Un spectre hante les rivières et les fleuves français, celui d’un redoutable prédateur qui s’y développe à un rythme dévastateur, et s’attaque à d’autres espèces, dont l’admirable saumon, devenu, à son corps défendant, depuis une dizaine d’années, le symbole d’une « reconquête de la qualité des eaux » parfaitement imaginaire qu’une armada d’acteurs, complices de la supercherie, s’acharnent à prétendre à portée de mains, alors que nous nous en éloignons plus que jamais.



Quand la France a transcrit en 2004 la Directive-cadre européenne sur l’eau (DCE) du 23 octobre 2000, qui nous engageait à « recouvrer un bon état écologique et chimique de toutes les masses d’eau à l’horizon 2015 », le mantra de la décennie qui est depuis belle lurette passé aux oubliettes, parce que ledit bon état n’est pas atteint en 2015, et ne le sera évidemment pas davantage en 2021 ni en 2027, compte tenu de la régression sans précédent des politiques publiques ces dernières années, faute de s’attaquer réellement à la pollution chimique catastrophique des masses d’eau de surface et souterraines, dont la qualité continue à se dégrader à vitesse grand V, le Lobby de l’eau hexagonal a choisi de mettre en avant la « continuité écologique », et de conférer dans ce cadre aux poissons migrateurs amphihalins un rôle (démesuré) de marqueur de la qualité des eaux…

La saga de la "continuité" avait en fait débuté avec le Grenelle, avant que d’être formalisée en 2009, avec les trames verte et bleue, et des objectifs quantitatifs.

Ce qui a entraîné au nom de la restauration de la « continuité écologique » l’engagement de travaux considérables, des centaines de millions d’euros, afin de détruire les obstacles à ladite continuité (moulins, barrages et autres seuils), qui empêchent lesdits migrateurs de remonter le cours des rivières.

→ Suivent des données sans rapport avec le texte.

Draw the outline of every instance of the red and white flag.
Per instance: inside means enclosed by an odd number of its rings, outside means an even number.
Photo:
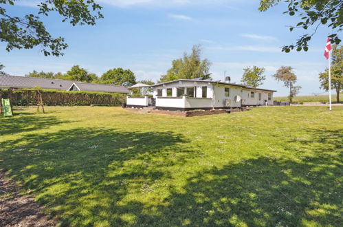
[[[325,51],[324,52],[324,56],[327,59],[329,59],[329,52],[331,50],[331,43],[330,43],[330,37],[327,37],[327,45],[325,46]]]

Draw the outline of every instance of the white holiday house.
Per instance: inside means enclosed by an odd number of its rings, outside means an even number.
[[[210,80],[177,80],[151,86],[153,97],[127,97],[128,107],[156,107],[157,109],[231,109],[272,105],[274,90]]]

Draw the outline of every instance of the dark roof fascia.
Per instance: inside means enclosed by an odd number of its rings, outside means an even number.
[[[168,81],[168,82],[166,82],[166,83],[158,83],[157,85],[152,85],[151,87],[163,86],[164,85],[177,83],[179,81],[210,83],[216,83],[216,84],[223,84],[223,85],[230,85],[230,86],[236,86],[236,87],[244,87],[244,85],[238,85],[236,83],[223,83],[223,82],[218,82],[218,81],[213,81],[213,80],[196,80],[179,79],[179,80],[172,80],[172,81]]]
[[[217,85],[223,85],[239,87],[242,87],[243,89],[256,89],[256,90],[261,90],[261,91],[272,91],[272,92],[276,92],[277,91],[276,90],[270,90],[270,89],[263,89],[263,88],[248,87],[247,87],[245,85],[239,85],[239,84],[236,84],[236,83],[225,83],[225,82],[219,82],[219,81],[213,81],[213,80],[185,80],[185,79],[179,79],[179,80],[172,80],[172,81],[168,81],[168,82],[166,82],[166,83],[159,83],[159,84],[157,84],[157,85],[152,85],[151,87],[163,86],[164,85],[170,84],[170,83],[177,83],[179,81],[210,83],[217,84]]]
[[[272,91],[272,92],[278,91],[276,90],[270,90],[270,89],[263,89],[263,88],[249,87],[244,87],[244,89],[249,89],[249,90],[259,90],[259,91]]]

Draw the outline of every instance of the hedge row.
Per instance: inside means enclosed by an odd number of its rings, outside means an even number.
[[[120,105],[125,102],[126,95],[105,92],[40,90],[43,104],[48,106],[55,105]],[[3,98],[7,98],[7,90],[3,90]],[[11,102],[13,105],[36,105],[36,95],[34,91],[14,91]]]

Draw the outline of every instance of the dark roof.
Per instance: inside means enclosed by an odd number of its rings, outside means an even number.
[[[80,91],[102,91],[122,94],[129,94],[131,92],[127,88],[123,86],[99,85],[96,83],[87,83],[82,82],[75,82],[74,85],[75,85]]]
[[[0,75],[0,87],[2,88],[32,88],[39,87],[42,89],[69,90],[73,85],[76,85],[80,91],[102,91],[129,94],[125,87],[98,85],[78,81],[49,79],[38,77],[25,77],[10,75]]]
[[[258,88],[258,87],[248,87],[244,85],[240,85],[237,83],[225,83],[225,82],[221,82],[221,81],[213,81],[213,80],[199,80],[197,78],[195,79],[179,79],[179,80],[173,80],[173,81],[168,81],[166,83],[158,83],[157,85],[153,85],[151,87],[159,87],[162,86],[163,85],[168,84],[168,83],[177,83],[179,81],[190,81],[190,82],[204,82],[204,83],[217,83],[217,84],[221,84],[221,85],[230,85],[230,86],[236,86],[236,87],[241,87],[242,88],[246,88],[249,89],[255,89],[255,90],[261,90],[261,91],[273,91],[273,92],[276,92],[277,91],[276,90],[269,90],[269,89],[262,89],[262,88]]]
[[[32,88],[67,90],[74,81],[49,79],[38,77],[26,77],[10,75],[0,75],[0,87]]]

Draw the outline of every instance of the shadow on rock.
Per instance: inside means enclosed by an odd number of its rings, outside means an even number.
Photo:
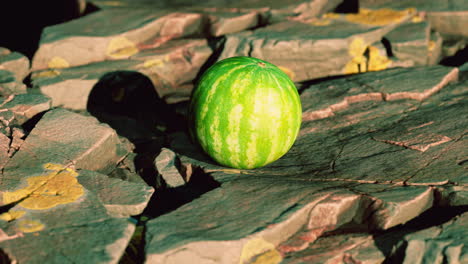
[[[160,98],[151,80],[135,71],[109,72],[93,87],[87,110],[100,122],[107,123],[135,146],[136,172],[157,191],[144,215],[156,217],[190,202],[219,183],[193,167],[187,183],[169,188],[156,169],[156,157],[171,141],[169,135],[187,134],[187,120],[177,109],[184,105],[168,105]],[[189,141],[182,145],[193,145]],[[181,164],[170,164],[182,171]],[[182,173],[184,174],[184,173]]]
[[[405,236],[440,226],[468,211],[468,206],[433,207],[406,224],[374,234],[375,245],[386,256],[384,264],[403,263],[407,242]]]

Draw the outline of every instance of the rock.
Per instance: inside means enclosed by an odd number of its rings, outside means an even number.
[[[18,52],[0,55],[0,70],[15,73],[16,80],[22,82],[29,74],[29,59]]]
[[[97,194],[107,213],[113,217],[141,214],[154,192],[144,182],[129,182],[96,172],[88,172],[79,180],[87,190]]]
[[[365,15],[328,15],[312,22],[281,22],[254,32],[227,36],[220,60],[253,56],[283,69],[293,81],[332,75],[382,70],[392,61],[375,45],[398,24],[413,16],[411,10]]]
[[[40,172],[46,163],[106,173],[127,153],[128,149],[110,127],[99,124],[93,117],[54,109],[41,118],[20,151],[5,166],[3,182],[5,187],[18,184],[21,175]]]
[[[467,227],[468,214],[464,213],[443,225],[405,235],[398,245],[405,251],[402,263],[465,263]]]
[[[108,23],[110,19],[113,23]],[[44,29],[32,70],[127,59],[150,43],[196,35],[201,27],[202,15],[197,13],[104,9]]]
[[[434,65],[441,57],[442,38],[431,33],[429,23],[416,22],[399,26],[385,36],[393,56],[409,61],[411,66]]]
[[[439,205],[466,205],[459,165],[466,121],[456,116],[466,113],[467,89],[456,84],[458,73],[400,68],[305,84],[297,142],[256,170],[216,165],[174,136],[181,163],[203,168],[221,186],[148,221],[147,261],[390,259],[395,244],[376,246],[384,238],[372,232],[402,230]],[[347,228],[362,234],[326,236]],[[326,243],[339,246],[330,252]]]
[[[15,73],[0,69],[0,96],[26,93],[26,85],[16,79]]]
[[[3,203],[13,203],[0,215],[2,250],[22,263],[116,263],[135,229],[128,219],[116,217],[141,212],[145,205],[137,200],[151,189],[129,188],[135,184],[59,164],[45,164],[43,169],[27,177],[29,186],[23,189],[2,186]],[[96,185],[100,181],[106,184]],[[115,197],[116,190],[122,198]],[[71,239],[79,237],[83,238]],[[45,254],[30,253],[38,249]]]
[[[22,136],[16,131],[10,148]],[[154,191],[96,172],[112,171],[127,153],[93,117],[44,114],[0,174],[2,252],[21,263],[118,262],[135,230],[128,217],[141,214]]]
[[[276,23],[289,17],[297,17],[301,19],[309,19],[319,16],[323,13],[334,10],[342,1],[324,1],[324,0],[303,0],[303,1],[225,1],[225,0],[209,0],[203,2],[195,2],[192,0],[182,0],[177,2],[172,1],[128,1],[119,0],[108,2],[103,0],[91,1],[99,8],[154,8],[154,9],[177,9],[177,10],[233,10],[240,11],[255,11],[265,18],[268,23]],[[201,11],[204,12],[204,11]],[[247,28],[244,28],[247,29]]]
[[[51,108],[51,100],[42,94],[27,93],[0,98],[0,118],[8,121],[4,126],[23,125],[36,115]],[[1,124],[0,124],[1,127]]]
[[[172,150],[163,148],[154,163],[167,187],[179,187],[186,183],[187,180],[179,171],[180,161]]]
[[[137,79],[150,80],[153,91],[170,102],[174,97],[179,100],[188,98],[193,88],[192,81],[212,53],[207,41],[174,40],[150,46],[153,48],[147,47],[126,60],[34,72],[32,82],[52,98],[53,106],[76,110],[86,109],[90,94],[101,84],[109,86],[106,91],[101,91],[106,92],[104,97],[125,101],[130,90],[143,89],[136,85],[141,83],[141,80],[135,81],[138,76]],[[135,87],[130,89],[127,86]],[[115,97],[119,94],[122,98]],[[115,98],[111,99],[111,96]]]
[[[468,36],[468,4],[463,0],[444,1],[376,1],[360,0],[361,8],[413,8],[419,15],[416,20],[425,20],[431,29],[441,34],[444,46],[454,41],[464,41]],[[461,49],[460,49],[461,50]]]
[[[241,32],[261,25],[261,14],[257,11],[209,10],[204,13],[209,18],[209,34],[214,37]]]

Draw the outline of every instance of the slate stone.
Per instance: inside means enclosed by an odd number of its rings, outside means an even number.
[[[0,248],[21,263],[117,263],[135,229],[125,216],[140,213],[152,193],[60,164],[45,164],[42,173],[24,178],[29,186],[2,185],[3,203],[20,200],[0,215]],[[31,254],[39,249],[44,254]]]
[[[154,163],[167,187],[175,188],[183,186],[186,183],[187,180],[179,171],[179,158],[172,150],[167,148],[161,149]]]
[[[340,0],[324,1],[324,0],[305,0],[305,1],[265,1],[265,0],[241,0],[241,1],[226,1],[226,0],[209,0],[209,1],[91,1],[99,8],[159,8],[159,9],[176,9],[176,10],[200,10],[200,9],[231,9],[231,10],[255,10],[265,18],[268,23],[275,23],[288,17],[312,18],[323,13],[334,10],[340,3]]]
[[[149,45],[145,51],[132,55],[126,60],[37,71],[32,75],[32,83],[42,93],[52,98],[53,106],[84,110],[90,93],[99,82],[110,86],[110,90],[113,89],[108,92],[109,98],[122,94],[122,98],[115,100],[124,100],[126,92],[122,89],[131,90],[126,86],[136,86],[135,89],[138,89],[136,84],[139,82],[134,78],[125,77],[124,74],[120,76],[118,73],[134,72],[133,75],[149,79],[158,95],[173,103],[190,96],[193,89],[192,81],[211,53],[212,50],[206,40],[173,40]],[[106,80],[107,84],[104,83]],[[112,85],[112,82],[119,80],[119,84]]]
[[[18,52],[0,55],[0,70],[15,73],[16,80],[22,82],[29,74],[29,59]]]
[[[23,125],[34,116],[51,108],[49,97],[38,93],[16,94],[0,98],[0,127]],[[6,122],[6,123],[5,123]]]
[[[104,9],[45,28],[32,70],[126,59],[144,49],[148,42],[197,35],[201,27],[202,15],[197,13]]]
[[[48,111],[0,174],[2,252],[21,263],[117,263],[135,230],[128,218],[154,192],[96,172],[112,171],[127,153],[95,118]]]
[[[26,85],[16,79],[16,74],[0,69],[0,96],[26,93]]]
[[[223,12],[224,11],[224,12]],[[203,11],[202,11],[203,12]],[[209,19],[209,35],[222,35],[241,32],[261,25],[261,13],[257,11],[207,10],[203,12]]]
[[[21,175],[42,171],[46,163],[110,172],[128,152],[116,132],[94,117],[53,109],[41,118],[21,151],[5,166],[2,184],[12,188],[19,184]]]
[[[154,192],[144,182],[110,178],[91,171],[80,176],[79,181],[87,190],[97,194],[107,213],[113,217],[141,214]]]
[[[390,258],[372,232],[398,230],[434,206],[466,205],[466,121],[456,116],[466,115],[467,89],[456,83],[458,74],[442,66],[400,68],[305,84],[297,142],[256,170],[216,165],[173,135],[181,163],[221,186],[148,221],[147,262]],[[324,242],[340,243],[333,252],[317,240],[350,227],[362,235]]]
[[[385,36],[392,55],[411,66],[434,65],[440,60],[442,38],[431,33],[429,23],[407,23]]]
[[[297,82],[386,69],[392,61],[375,43],[414,13],[395,11],[384,15],[380,20],[348,15],[331,16],[320,23],[288,21],[232,34],[227,36],[219,60],[257,57],[279,66]]]
[[[365,8],[415,8],[424,12],[432,29],[444,35],[445,38],[466,38],[468,31],[464,25],[468,22],[468,4],[464,0],[443,1],[359,1]]]
[[[468,213],[464,213],[441,226],[406,235],[400,244],[405,249],[402,263],[467,262],[467,230]]]

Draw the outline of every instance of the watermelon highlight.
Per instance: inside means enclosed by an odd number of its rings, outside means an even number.
[[[216,162],[253,169],[289,151],[301,126],[302,107],[294,83],[277,66],[232,57],[201,76],[189,120],[192,137]]]

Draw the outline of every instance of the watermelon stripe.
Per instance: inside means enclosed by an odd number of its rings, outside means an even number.
[[[216,94],[216,92],[219,90],[221,92],[225,92],[225,91],[222,91],[223,89],[220,89],[220,83],[221,82],[224,82],[226,81],[226,79],[228,79],[228,77],[230,77],[230,74],[233,74],[235,71],[239,70],[239,69],[242,69],[244,68],[245,66],[244,65],[239,65],[237,67],[234,67],[232,69],[230,69],[228,72],[226,72],[226,74],[221,77],[221,78],[218,78],[216,79],[216,76],[213,75],[213,78],[212,79],[208,79],[206,80],[206,83],[204,82],[204,84],[206,86],[209,87],[209,89],[200,89],[200,90],[206,90],[205,94],[201,95],[200,98],[202,101],[204,101],[204,105],[202,106],[202,108],[200,109],[201,113],[201,121],[204,122],[205,120],[205,117],[208,113],[208,109],[210,109],[210,107],[212,107],[211,105],[211,101],[213,100],[213,97],[214,95]],[[213,82],[214,81],[214,82]],[[223,86],[221,86],[222,88]],[[211,108],[213,109],[213,108]]]
[[[248,105],[244,106],[245,93],[248,92],[248,87],[251,87],[252,72],[254,67],[246,65],[242,72],[236,72],[231,77],[233,83],[231,89],[226,95],[232,103],[231,107],[226,108],[225,121],[227,125],[226,134],[223,138],[226,139],[223,146],[224,159],[230,161],[232,167],[239,167],[241,164],[241,153],[244,149],[245,141],[241,137],[241,119],[245,116],[245,111],[248,112]]]
[[[193,134],[205,152],[222,165],[249,169],[289,150],[302,112],[287,75],[249,57],[229,58],[210,67],[189,107]]]
[[[227,77],[232,77],[236,73],[241,73],[244,67],[244,65],[239,65],[229,70],[225,78],[218,78],[214,82],[212,82],[211,80],[208,80],[206,82],[206,85],[209,85],[210,89],[205,89],[207,90],[207,92],[205,93],[206,99],[204,105],[201,107],[200,110],[201,117],[199,122],[200,124],[212,124],[210,127],[200,126],[200,130],[203,130],[203,132],[200,133],[200,137],[204,137],[204,139],[201,140],[202,147],[207,152],[214,152],[217,155],[221,155],[222,153],[224,153],[223,138],[226,137],[222,133],[222,130],[218,129],[218,127],[220,126],[225,126],[224,123],[227,118],[226,114],[223,115],[223,113],[220,112],[221,106],[223,106],[223,109],[225,107],[224,101],[229,99],[226,96],[223,96],[223,94],[229,92],[229,89],[224,88],[229,87],[230,78],[228,79]]]
[[[281,78],[281,75],[279,74],[276,74],[276,75],[273,75],[273,78],[276,82],[276,85],[278,87],[282,87],[280,82],[278,81],[278,78]],[[282,83],[285,83],[284,80]],[[289,84],[289,82],[286,82],[287,84]],[[295,86],[293,86],[294,89],[295,89]],[[283,114],[284,114],[284,117],[282,120],[286,120],[287,122],[283,122],[283,126],[282,128],[280,129],[281,132],[283,132],[284,134],[282,135],[283,138],[285,138],[283,145],[282,147],[279,147],[276,149],[276,152],[275,152],[275,156],[272,157],[272,159],[276,160],[277,158],[279,158],[279,156],[281,156],[282,153],[284,153],[285,149],[286,151],[291,147],[289,145],[289,142],[291,142],[292,140],[292,137],[293,137],[293,133],[295,132],[295,123],[296,123],[296,120],[291,118],[291,116],[294,116],[295,113],[292,113],[293,111],[295,112],[295,109],[294,109],[294,105],[291,105],[292,102],[294,102],[294,97],[291,96],[291,92],[287,92],[284,87],[282,87],[282,89],[279,89],[281,91],[281,98],[283,99]]]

Et bien évidemment des kilotonnes de recherches, séminaires, colloques, rapports...

Fort bien. Sauf que ça a tourné à l’obsession, au délire éradicateur, tant il est plus facile de raser un petit obstacle que de s’attaquer aux pollutions chimiques de l’industrie et de la FNSEA. Et puis ça se voit, et puis ça donne du boulot à l’Onema et aux DREAL…

Bref, s’en est suivi une guerre de tranchées avec nos amis des moulins, dont les arguments ne sont pas totalement insensés…

Ceci sans même évoquer la farce de l’hydroélectricité "durable" pour la croissance verte et autres billevesées bien en cour...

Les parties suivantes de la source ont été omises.